Il 12 febbr. 1689 la regina Maria Luisa morì, probabilmente a causa di un'intossicazione alimentare, ma la repentina scomparsa fu da molti attribuita a un avvelenamento a opera del partito imperiale, che cercava di trascinare la Spagna in guerra contro la Francia ed era ostile alla regina, che sosteneva invece la neutralità. Dati i suoi precedenti e i suoi legami col Mansfeld, la M. temette di essere indiziata e nella primavera del 1689 lasciò la Spagna, riprendendo la sua vita errabonda.
Da allora, la M. visse prevalentemente nei Paesi Bassi e in Germania, cercando di giovare alla carriera di suo figlio Eugenio, che nel corso degli anni '90 aveva già dato prova del suo valore nelle campagne contro i Turchi. Fu anche per qualche tempo in Inghilterra, per visitare sua sorella Ortensia.
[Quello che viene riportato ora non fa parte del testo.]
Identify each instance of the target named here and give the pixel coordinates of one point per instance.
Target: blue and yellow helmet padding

Furono comunque anni di ripiegamento, in cui il nome della M. non compare frequentemente nelle corrispondenze diplomatiche, anche se sembrano eccessive le considerazioni del duca de Saint-Simon, L. de Rouvroy, che la descrisse come povera e disprezzata da tutti, anche dai suoi figli. Ci sono infatti testimonianze del fatto che a Bruxelles la M. animò un ristretto circolo aristocratico e rimase un punto di riferimento per gli aristocratici francesi che si recavano nelle Fiandre.
L'8 luglio 1708 la M. ricevette una visita del principe Eugenio, che stava umiliando gli eserciti francesi sui campi di battaglia di mezza Europa. Poco dopo si ammalò e morì a Bruxelles il 10 ott. 1708.